В организованной таким образом системе руководство защищено от оценки и критики со стороны любых социальных групп и общественных организаций, а они в свою очередь лишены возможностей это сколько-нибудь систематически делать. Достаточно полной и доступной статистики книгоиздания, как и других форм публичной регулярной отчетности, столь развитых, скажем, в 1920‐х гг., сейчас не существует. Короче говоря, не сложился отработанный порядок установления ответственности всех звеньев системы – редактора перед автором и читателем, издательства перед общественным или «попечительским» советом, руководства отраслью перед обществом в лице представителей разных групп творческой интеллигенции.
Итоговым выражением этих процессов стало возникновение и укрепление дефицита[177]
, превратившегося в последние 15 лет в основной механизм регуляции деятельности отрасли – от распределения бумажных ресурсов до лишения определенных творческих групп возможности публиковаться.
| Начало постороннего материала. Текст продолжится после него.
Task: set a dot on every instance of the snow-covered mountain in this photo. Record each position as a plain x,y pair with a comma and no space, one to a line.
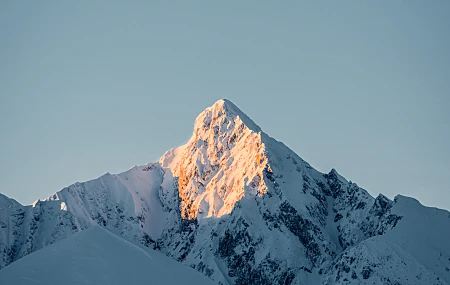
97,256
243,208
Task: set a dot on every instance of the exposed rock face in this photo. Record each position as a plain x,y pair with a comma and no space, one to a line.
242,208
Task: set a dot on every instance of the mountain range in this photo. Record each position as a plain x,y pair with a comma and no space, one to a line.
239,207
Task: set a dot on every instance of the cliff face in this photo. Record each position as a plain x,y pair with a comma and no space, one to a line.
242,208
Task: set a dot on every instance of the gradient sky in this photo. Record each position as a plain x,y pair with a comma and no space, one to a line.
88,87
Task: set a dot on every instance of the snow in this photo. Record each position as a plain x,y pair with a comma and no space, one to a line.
241,208
96,256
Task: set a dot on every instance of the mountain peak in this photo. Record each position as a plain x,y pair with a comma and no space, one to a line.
224,109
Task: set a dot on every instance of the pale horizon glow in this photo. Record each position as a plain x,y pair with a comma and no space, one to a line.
93,87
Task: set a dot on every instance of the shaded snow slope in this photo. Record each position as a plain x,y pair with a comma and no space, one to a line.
96,256
242,208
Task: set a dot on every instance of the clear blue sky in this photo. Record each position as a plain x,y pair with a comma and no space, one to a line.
88,87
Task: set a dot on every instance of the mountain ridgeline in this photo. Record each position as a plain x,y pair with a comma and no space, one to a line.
242,208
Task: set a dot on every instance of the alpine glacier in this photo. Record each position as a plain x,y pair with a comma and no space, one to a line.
242,208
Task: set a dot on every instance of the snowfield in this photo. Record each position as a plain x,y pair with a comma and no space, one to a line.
97,256
240,208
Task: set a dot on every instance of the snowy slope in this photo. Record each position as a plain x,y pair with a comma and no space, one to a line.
243,208
96,256
6,202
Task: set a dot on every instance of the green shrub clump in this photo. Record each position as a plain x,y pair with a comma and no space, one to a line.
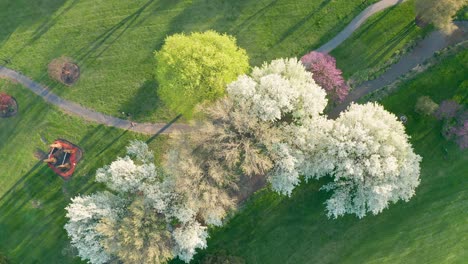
195,68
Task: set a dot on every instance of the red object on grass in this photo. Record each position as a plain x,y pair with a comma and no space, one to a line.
73,158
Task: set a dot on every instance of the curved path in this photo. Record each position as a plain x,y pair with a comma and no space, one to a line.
356,23
76,109
158,128
424,50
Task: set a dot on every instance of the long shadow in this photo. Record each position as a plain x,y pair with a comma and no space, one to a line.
390,44
163,129
340,26
145,102
363,30
94,49
110,144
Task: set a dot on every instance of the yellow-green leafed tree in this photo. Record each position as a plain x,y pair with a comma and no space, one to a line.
194,68
439,12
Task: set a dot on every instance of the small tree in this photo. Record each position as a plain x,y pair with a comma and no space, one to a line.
372,163
196,68
140,236
425,106
439,12
326,74
6,103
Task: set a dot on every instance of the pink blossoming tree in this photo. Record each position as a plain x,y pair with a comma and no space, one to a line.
326,74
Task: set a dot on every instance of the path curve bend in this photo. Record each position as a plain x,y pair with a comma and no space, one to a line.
356,23
88,114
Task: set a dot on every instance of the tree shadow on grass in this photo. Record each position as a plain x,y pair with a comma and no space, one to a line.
24,13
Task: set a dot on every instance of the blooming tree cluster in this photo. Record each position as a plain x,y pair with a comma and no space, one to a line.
269,125
326,74
194,68
370,159
84,214
439,12
140,222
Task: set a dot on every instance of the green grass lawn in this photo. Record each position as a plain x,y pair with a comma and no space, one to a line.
379,42
113,40
36,235
430,228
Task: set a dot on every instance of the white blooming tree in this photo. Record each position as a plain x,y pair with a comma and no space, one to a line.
84,214
141,221
283,95
372,163
188,238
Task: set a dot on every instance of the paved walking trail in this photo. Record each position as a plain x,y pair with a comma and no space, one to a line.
85,113
424,50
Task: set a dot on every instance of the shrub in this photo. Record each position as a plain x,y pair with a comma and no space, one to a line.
196,68
439,12
326,74
5,102
425,106
372,163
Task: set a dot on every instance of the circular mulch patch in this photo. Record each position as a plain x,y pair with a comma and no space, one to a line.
70,73
64,70
8,106
420,23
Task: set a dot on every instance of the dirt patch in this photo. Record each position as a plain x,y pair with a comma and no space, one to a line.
64,70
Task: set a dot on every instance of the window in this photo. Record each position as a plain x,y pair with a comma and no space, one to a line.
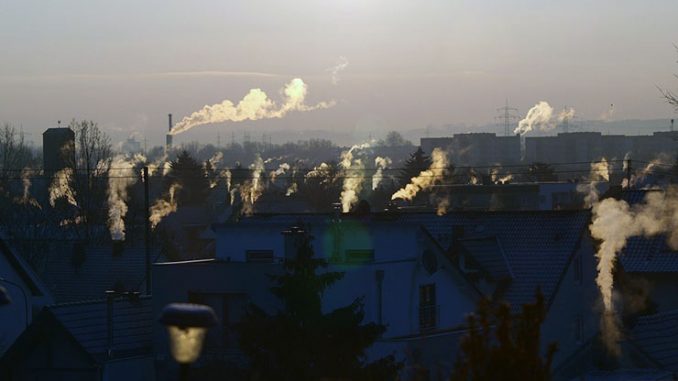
359,256
259,256
578,269
428,309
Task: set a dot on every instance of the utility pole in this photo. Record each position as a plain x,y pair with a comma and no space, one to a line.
507,116
147,236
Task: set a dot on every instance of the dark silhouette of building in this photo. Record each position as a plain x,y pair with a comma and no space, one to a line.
58,149
477,149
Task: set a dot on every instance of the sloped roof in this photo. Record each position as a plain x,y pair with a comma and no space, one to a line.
651,254
538,245
657,336
87,322
100,271
23,269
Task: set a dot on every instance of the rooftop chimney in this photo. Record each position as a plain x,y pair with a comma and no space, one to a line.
168,137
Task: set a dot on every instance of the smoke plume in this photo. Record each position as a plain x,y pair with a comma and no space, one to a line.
121,175
613,223
353,172
600,171
340,66
163,207
254,106
252,189
427,178
61,187
381,163
26,197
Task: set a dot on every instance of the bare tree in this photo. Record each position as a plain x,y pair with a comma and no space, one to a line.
92,147
93,152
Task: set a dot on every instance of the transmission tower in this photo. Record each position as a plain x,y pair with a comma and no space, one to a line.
507,117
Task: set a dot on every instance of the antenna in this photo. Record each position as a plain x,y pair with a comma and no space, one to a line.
507,116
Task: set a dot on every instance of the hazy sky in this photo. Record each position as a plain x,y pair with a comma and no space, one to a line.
126,64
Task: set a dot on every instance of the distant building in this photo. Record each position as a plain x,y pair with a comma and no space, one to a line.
477,149
89,340
577,147
58,149
419,274
131,145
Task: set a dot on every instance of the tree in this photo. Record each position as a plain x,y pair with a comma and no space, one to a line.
417,163
93,156
300,342
541,172
92,148
14,153
394,139
514,353
190,175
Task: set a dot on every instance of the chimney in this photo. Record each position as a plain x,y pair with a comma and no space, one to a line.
168,137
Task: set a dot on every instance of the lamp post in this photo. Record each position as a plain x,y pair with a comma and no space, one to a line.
4,297
187,325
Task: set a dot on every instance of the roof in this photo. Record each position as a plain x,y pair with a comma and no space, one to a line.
22,268
132,325
647,254
537,245
100,271
488,254
657,336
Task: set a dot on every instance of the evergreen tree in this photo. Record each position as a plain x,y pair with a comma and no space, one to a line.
190,175
417,163
300,342
514,353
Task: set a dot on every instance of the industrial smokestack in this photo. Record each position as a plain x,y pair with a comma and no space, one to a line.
168,137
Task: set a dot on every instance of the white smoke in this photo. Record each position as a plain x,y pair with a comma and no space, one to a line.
353,173
291,190
336,69
282,169
164,207
608,115
26,197
61,187
566,114
427,178
600,172
252,189
381,163
254,106
613,223
539,116
121,175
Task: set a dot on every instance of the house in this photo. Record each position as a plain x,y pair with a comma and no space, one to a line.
105,339
419,274
24,287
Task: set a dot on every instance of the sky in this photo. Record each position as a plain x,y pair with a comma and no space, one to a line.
410,64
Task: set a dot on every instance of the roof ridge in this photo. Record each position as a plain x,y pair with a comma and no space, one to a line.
118,298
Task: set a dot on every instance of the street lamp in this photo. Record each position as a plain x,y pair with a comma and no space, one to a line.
187,325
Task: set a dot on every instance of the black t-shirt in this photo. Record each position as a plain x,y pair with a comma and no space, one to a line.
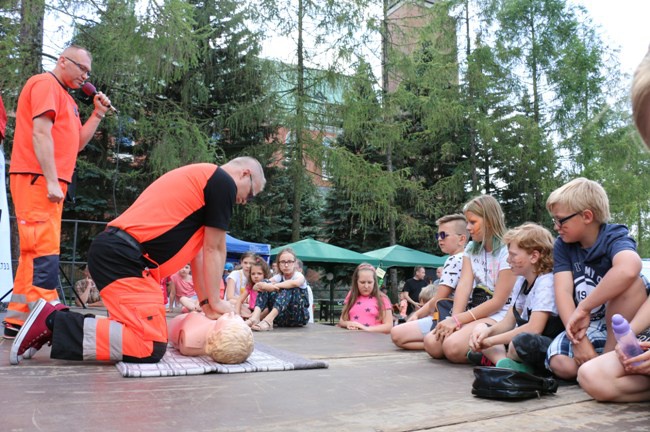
413,287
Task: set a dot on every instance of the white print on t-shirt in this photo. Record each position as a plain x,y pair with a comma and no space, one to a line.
585,285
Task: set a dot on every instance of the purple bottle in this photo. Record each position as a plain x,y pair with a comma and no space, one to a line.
625,337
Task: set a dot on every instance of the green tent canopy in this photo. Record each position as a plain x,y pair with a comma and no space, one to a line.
310,250
401,256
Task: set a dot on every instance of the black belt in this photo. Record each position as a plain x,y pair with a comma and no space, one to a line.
126,237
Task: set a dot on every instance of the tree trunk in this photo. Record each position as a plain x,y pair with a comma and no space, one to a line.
32,15
297,162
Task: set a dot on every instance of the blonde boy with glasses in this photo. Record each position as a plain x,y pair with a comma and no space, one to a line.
596,274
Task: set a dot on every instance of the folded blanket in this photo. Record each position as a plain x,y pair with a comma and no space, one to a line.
263,359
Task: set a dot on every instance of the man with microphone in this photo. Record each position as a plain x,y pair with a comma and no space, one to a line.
48,136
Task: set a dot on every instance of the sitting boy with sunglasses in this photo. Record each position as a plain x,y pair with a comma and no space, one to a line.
452,238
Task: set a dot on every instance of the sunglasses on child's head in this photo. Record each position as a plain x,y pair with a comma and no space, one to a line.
442,235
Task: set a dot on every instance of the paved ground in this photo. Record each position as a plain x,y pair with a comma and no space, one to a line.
369,386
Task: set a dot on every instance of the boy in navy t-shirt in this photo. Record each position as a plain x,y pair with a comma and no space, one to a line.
596,274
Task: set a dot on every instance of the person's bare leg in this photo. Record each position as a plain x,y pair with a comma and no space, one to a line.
456,345
432,346
564,367
255,316
408,336
190,304
604,379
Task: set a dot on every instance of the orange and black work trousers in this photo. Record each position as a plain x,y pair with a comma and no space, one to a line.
39,230
136,329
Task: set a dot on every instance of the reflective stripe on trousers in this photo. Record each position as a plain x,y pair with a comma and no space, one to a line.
39,230
102,339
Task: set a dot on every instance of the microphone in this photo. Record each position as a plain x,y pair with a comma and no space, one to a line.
91,91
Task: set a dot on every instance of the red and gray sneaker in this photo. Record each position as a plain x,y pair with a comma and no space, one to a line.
11,330
34,333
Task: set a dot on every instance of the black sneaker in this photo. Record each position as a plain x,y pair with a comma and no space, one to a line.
478,359
11,330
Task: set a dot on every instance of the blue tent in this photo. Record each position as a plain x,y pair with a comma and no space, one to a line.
237,247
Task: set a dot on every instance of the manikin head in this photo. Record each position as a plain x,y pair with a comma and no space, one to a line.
230,341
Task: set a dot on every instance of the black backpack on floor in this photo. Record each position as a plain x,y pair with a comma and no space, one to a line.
501,383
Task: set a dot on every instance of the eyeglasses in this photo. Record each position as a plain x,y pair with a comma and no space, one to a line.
82,68
559,222
442,235
251,194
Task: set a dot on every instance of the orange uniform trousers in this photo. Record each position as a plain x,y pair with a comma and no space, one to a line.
136,327
39,230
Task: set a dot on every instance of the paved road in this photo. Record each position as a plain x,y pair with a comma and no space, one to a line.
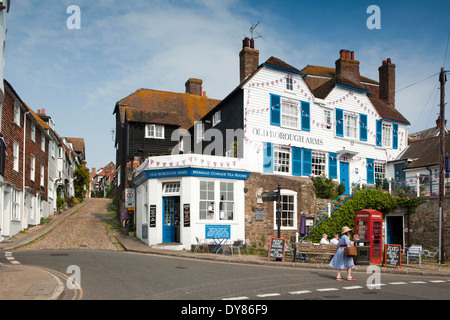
126,276
80,248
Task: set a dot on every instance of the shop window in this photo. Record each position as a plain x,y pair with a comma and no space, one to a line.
289,114
351,125
226,206
387,135
318,163
327,118
380,171
154,131
282,159
206,200
173,187
15,215
289,83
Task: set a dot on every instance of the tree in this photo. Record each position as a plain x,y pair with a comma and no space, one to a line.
81,181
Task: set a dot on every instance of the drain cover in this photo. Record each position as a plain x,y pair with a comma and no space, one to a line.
40,290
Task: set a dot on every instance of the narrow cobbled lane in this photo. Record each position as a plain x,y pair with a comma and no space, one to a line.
84,229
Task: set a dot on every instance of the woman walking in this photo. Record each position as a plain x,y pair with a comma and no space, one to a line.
340,261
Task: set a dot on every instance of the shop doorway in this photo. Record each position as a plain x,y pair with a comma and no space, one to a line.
394,228
171,219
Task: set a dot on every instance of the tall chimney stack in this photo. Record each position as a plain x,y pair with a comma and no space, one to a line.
194,86
248,58
387,82
347,67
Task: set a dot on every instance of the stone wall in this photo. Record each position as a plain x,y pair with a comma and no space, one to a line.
424,225
259,232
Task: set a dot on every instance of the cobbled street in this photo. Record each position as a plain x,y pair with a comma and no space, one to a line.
83,229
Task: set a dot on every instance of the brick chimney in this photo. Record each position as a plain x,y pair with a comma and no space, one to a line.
347,67
387,82
248,58
194,86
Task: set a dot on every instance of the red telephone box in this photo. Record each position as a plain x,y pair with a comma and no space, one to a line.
369,227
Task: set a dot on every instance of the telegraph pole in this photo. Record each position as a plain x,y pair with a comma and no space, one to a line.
442,134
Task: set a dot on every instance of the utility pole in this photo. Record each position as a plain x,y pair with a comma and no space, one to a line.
442,134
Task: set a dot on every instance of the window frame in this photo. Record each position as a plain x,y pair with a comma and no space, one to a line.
278,162
16,156
287,103
154,127
32,168
347,127
386,134
16,113
318,168
293,217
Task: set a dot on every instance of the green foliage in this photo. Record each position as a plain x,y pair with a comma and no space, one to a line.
81,181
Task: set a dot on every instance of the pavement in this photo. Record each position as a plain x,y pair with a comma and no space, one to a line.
21,282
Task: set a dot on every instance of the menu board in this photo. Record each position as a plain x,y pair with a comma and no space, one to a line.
276,249
393,255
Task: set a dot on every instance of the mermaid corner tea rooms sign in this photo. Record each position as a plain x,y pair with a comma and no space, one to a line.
189,172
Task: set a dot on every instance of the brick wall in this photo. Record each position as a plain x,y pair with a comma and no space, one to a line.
12,132
41,158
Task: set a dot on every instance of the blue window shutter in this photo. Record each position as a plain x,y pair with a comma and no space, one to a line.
275,110
332,165
296,161
370,171
339,122
306,126
395,136
363,127
268,157
379,133
307,162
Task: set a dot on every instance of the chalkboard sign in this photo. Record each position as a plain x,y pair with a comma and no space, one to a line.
393,255
276,248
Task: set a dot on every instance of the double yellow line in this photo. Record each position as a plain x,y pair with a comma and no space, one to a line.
77,291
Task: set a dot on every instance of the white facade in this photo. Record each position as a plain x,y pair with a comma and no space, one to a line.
184,178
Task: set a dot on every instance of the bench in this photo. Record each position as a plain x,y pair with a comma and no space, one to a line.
305,251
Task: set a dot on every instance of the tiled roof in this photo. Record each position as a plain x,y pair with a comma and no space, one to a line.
424,152
77,143
164,107
329,73
386,111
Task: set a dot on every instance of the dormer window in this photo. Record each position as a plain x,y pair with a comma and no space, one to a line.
289,83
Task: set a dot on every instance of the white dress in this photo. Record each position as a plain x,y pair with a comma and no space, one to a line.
340,261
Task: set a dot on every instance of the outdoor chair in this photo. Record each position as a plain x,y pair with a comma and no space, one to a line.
236,245
199,244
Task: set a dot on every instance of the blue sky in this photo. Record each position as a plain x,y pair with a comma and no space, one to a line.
79,75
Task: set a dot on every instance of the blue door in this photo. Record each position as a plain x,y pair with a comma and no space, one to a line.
169,212
345,176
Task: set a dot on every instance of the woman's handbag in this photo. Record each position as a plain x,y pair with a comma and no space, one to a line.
350,251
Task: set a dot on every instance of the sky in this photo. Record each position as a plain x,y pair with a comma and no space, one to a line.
78,75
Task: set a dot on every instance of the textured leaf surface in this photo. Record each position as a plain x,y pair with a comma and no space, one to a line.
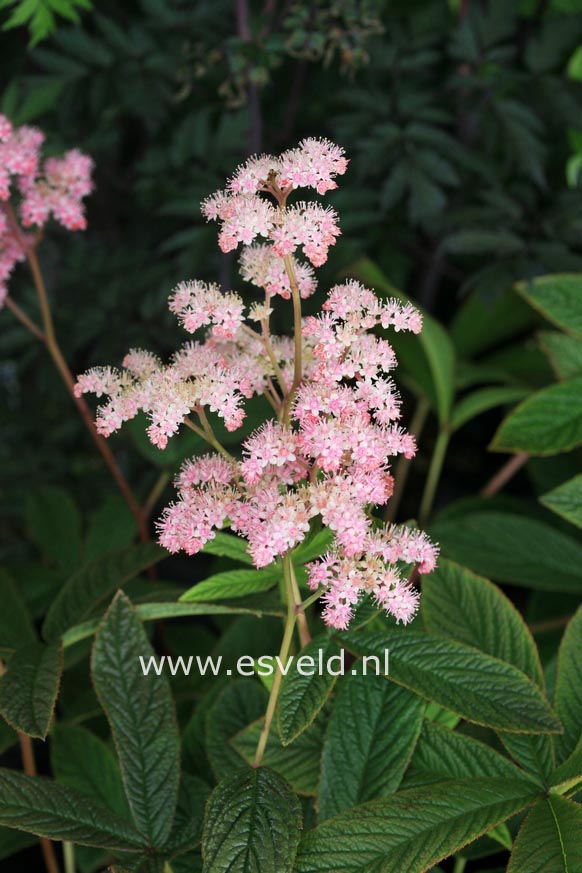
512,548
470,683
548,422
302,697
558,298
549,839
252,824
372,732
412,830
566,500
568,694
233,583
298,763
94,583
42,807
29,688
458,604
140,711
82,761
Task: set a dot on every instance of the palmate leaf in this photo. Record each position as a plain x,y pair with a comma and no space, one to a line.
482,689
42,807
252,824
29,688
303,696
372,733
549,839
412,830
140,711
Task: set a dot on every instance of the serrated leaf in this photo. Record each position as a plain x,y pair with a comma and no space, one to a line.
241,703
549,839
548,422
471,684
558,298
444,754
94,583
302,696
298,763
252,824
563,352
566,500
568,693
81,760
232,583
140,711
371,736
15,622
40,806
55,525
412,830
462,606
29,688
512,548
483,400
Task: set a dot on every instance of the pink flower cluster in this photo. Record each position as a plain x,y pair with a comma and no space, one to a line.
37,190
325,458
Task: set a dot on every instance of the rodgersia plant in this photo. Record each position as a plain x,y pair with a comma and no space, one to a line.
326,452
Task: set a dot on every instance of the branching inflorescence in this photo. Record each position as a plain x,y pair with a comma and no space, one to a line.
335,426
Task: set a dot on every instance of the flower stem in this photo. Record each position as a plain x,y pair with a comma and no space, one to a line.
283,655
297,364
434,473
403,465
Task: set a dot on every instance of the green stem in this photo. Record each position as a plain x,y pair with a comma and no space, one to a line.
69,856
276,687
434,473
403,465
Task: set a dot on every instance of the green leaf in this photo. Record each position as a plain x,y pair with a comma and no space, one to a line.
156,611
189,819
94,583
483,400
512,548
475,686
462,606
563,352
241,703
232,583
558,298
15,622
42,807
566,500
228,546
445,754
372,733
252,824
548,422
412,830
549,839
302,696
568,692
29,688
433,344
298,763
82,761
140,711
55,525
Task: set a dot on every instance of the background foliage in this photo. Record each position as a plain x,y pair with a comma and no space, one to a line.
463,121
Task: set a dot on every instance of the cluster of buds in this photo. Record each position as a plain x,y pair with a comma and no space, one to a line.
326,453
31,190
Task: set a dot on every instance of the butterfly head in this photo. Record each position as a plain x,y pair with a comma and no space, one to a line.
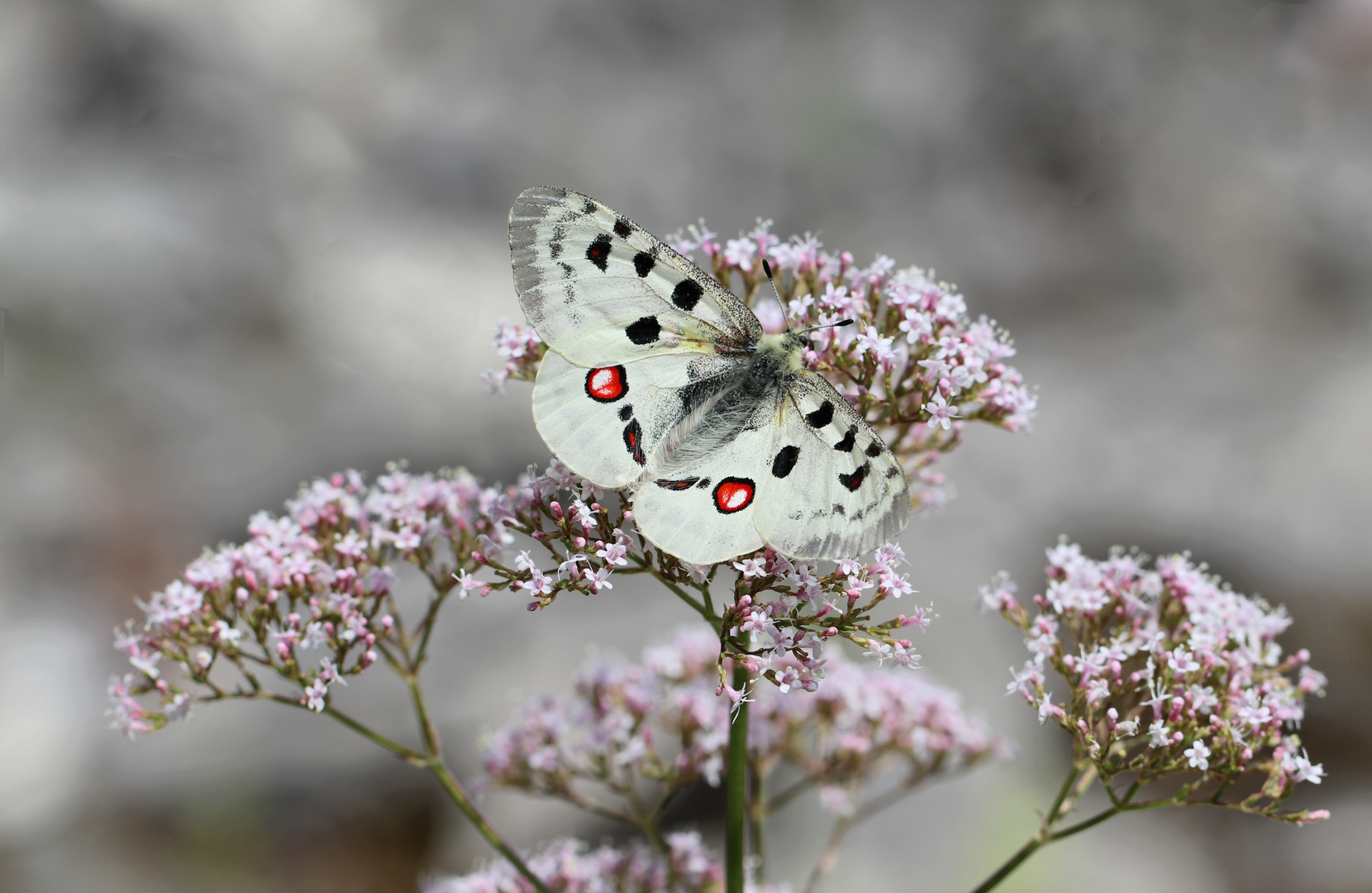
787,347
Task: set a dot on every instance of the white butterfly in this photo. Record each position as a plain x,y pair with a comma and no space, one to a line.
659,378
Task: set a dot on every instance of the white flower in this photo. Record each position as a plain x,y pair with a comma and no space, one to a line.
314,695
1197,756
1182,661
750,568
1303,771
1047,708
940,413
147,666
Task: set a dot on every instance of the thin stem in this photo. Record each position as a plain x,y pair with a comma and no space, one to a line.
1079,780
1081,826
427,624
1014,862
829,857
484,828
756,812
413,757
698,607
737,789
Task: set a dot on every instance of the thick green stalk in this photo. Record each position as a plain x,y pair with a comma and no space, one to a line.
737,790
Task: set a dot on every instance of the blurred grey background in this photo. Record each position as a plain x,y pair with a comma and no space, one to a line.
249,241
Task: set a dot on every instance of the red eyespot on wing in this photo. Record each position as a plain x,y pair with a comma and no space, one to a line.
607,384
734,494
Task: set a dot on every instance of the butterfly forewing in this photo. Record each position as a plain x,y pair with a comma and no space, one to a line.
608,422
592,283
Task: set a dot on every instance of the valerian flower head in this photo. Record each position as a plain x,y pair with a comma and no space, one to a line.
640,733
307,597
569,866
1170,672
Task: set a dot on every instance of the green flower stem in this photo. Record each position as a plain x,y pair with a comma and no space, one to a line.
484,828
737,790
1079,780
432,760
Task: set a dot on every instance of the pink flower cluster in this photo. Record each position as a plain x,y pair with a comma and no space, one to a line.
914,362
567,866
307,597
520,347
785,612
633,736
1168,671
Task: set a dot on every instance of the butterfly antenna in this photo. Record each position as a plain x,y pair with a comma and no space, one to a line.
777,293
827,326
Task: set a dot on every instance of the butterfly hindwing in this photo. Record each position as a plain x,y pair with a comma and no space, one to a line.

Рост негативных явлений – коррупция на всех уровнях системы, возникновение книжного черного рынка и разнообразных форм спекуляции, вытеснение из книжной культуры многочисленных групп малообеспеченных читателей (пенсионеры, многодетные и неполные семьи, школьники и молодежь, жители нецентральных и сельских районов)[178], замедление темпов экономического, социального, культурного, технического развития – прямые следствия подобной организации книжного дела. Как показывает настойчивая блокировка кооперативных инициатив в издательском деле и даже обсуждения их в печати до самого последнего времени, ведомство фактически и сегодня является единоличным корпоративным собственником ресурсов и средств производства, пытаясь не допустить в сферу своего влияния никакого партнерства и конкуренции.К нынешнему дню книжная торговля в том виде, в каком она существовала по крайней мере до начала 1970‐х гг. (наличие известного выбора книг при сравнительно доступных ценах), фактически разрушена. По данным всесоюзного исследования ВЦИОМ (сентябрь 1989 г.), лишь у 14% читателей нет проблем с выбором книг, поскольку они могут «достать любую». Эффективность действующих каналов приобретения книг распределяется следующим образом (в % к числу ответивших):
Таким образом, обычными книготорговыми каналами к населению поступает сегодня не более четверти всех книг, которые реально интересуют читателя, важны для него и представляют собой предмет целенаправленной покупки. Прочее же – всего лишь навязанная замена. При этом 10% книг приобретаются с двойной переплатой, 7–8% – с трехкратной, 3,5% – с переплатой в 4–5 раз, 1,5% – с переплатой в 6–10 раз и свыше, 1% – с более чем 10-кратной переплатой.
Иными словами, более трех четвертей книжной продукции не пользуется особым спросом, а потому в дальнейшем и не участвует в системе реального потребления – сложных и взаимосвязанных структурах перераспределения, перепродажи и т. п., т. е. всем том, что собственно и составляет сферу деятельности книжной публики.